March 29 (~07:20 – ~18:15)
Dirt Road & Water Tank / Rodrigues Rd – tentsite before Third Gate (19.5 mi / Total: 89.7 mi)
I try to get up early, but when my alarm goes off at five, I can’t for the life of me remember why I’d want to get up when it’s still that cold and dark. I snooze. Soon after I try another technique to stimulate myself to get going faster, and deflate my mattress, but it’s just making me more cold and I don’t want to leave my quilt. I can’t win. When I leave it’s pretty much the time I’d normally set off. I seems I need about an hour and a half between waking up and walking, and I really wish I could do it faster.
I leave my little campsite and pass the water cache with a few tents scattered around. Another woman is just packing up and she says good morning, and then tells me she saw me yesterday, and that I look like I’ve been hiking all my life. It makes me laugh, it must be this smaller backpack, which only works when I hardly carry any water, or food.
I resume the trail in the shade of the mountain and fly along the steep mountainside, overlooking a valley once more. It’s magnificent. As the path skirts around I find myself all alone, surrounded by cacti and a wandering path that snakes around the base of the mountainside.
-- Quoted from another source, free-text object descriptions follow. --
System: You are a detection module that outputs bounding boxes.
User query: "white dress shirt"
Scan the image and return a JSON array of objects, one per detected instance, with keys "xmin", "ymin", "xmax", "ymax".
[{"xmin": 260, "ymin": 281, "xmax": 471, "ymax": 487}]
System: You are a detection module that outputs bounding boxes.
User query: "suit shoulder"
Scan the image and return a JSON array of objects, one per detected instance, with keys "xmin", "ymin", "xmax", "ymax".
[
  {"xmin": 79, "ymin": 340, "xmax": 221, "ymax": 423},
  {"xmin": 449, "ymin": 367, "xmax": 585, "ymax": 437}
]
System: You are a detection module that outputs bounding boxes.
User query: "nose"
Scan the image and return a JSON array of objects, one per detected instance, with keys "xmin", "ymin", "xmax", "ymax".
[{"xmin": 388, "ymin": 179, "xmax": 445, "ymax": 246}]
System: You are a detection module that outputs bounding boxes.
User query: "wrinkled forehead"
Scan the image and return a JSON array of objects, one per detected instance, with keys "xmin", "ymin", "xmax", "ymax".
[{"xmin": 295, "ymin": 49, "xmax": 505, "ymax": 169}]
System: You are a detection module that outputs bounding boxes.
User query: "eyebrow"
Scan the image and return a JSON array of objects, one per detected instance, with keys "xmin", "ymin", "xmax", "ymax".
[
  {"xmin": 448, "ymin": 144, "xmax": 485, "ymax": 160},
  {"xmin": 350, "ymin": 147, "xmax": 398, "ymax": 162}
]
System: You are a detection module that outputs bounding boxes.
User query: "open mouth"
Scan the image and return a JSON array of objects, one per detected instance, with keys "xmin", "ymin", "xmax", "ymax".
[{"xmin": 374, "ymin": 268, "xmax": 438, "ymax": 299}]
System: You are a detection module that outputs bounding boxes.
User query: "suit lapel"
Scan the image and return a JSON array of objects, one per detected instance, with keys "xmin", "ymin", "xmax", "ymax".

It’s midday when I reach the water cache at Scissors Crossing, where the PCT crosses Highway S2. Trail Angels keep a water cache underneath the bridge in the dry riverbed, and I find gallons of water stored in buckets. I fill up to about 2.5 litres, which is a lot less than many other hikers who carry 5 litres or so, but it also means I have to make it across the mountain to the next water cache, another 14 miles away.
Once I get to the bridge I’m finally caught up by a bunch of ultralight hikers I’ve never seen before, and I hear them mention they’d walked 13 miles before noon. They all plan to hitch into Julian for the free pie that is offered to PCT hikers coming through, and I am the only one continuing the trail in the heat of day.
The mountain is something else. Dry and exposed, and burning at this time of day. There are so many cacti and wildflowers and butterflies that if feels like a botanical garden. I see local dayhikers come down and I wonder if they know something I don’t – perhaps I’m not supposed to go up this mountain at all at this time of day. But no one mentions anything so I just go, and trust it’ll be al right. I begin to climb up steeply, but the numerous switchbacks make it all so much easier – so far the PCT is much more of a wonderful, elongated walk than it is a challenge.
I break once again and watch another episode of Star Trek, when Speedy finally catches up again. I was expecting her much earlier, but it seems I’d just missed her at the water cache. We walk together for a few miles until we spot her a perfect campsite, and I continue alone.
It’s after 3 pm now, and there are only a few other hikers left on the trail, and I pass them as they set up their tents. Then it grows quiet, and I’m the only one left walking. I appreciate the solitude but at the same time it feels somewhat daunting, and I’m overly aware of the roads running in the far distance, and how alone I am.
Soon the trail begins to switchback intensely, and there are so many blue wildflowers I begin to worry that they’re actually poisonous plants, and just to be sure I try to pass without touching any. It gets later. I want to make it to the water cache but it’s still quite far. The sun is making me tired and my footing grows unsteady so I decide to go to one of the campsites about a mile before the cache. I still have water left from the cache at the bridge. It is so soft I find it difficult to drink, and I have just enough left to last me until the next day. Then I walk the last moments into the setting sun and set up camp right next to the trail, in a perfectly sheltered spot, watching the sun hide from the world for another night.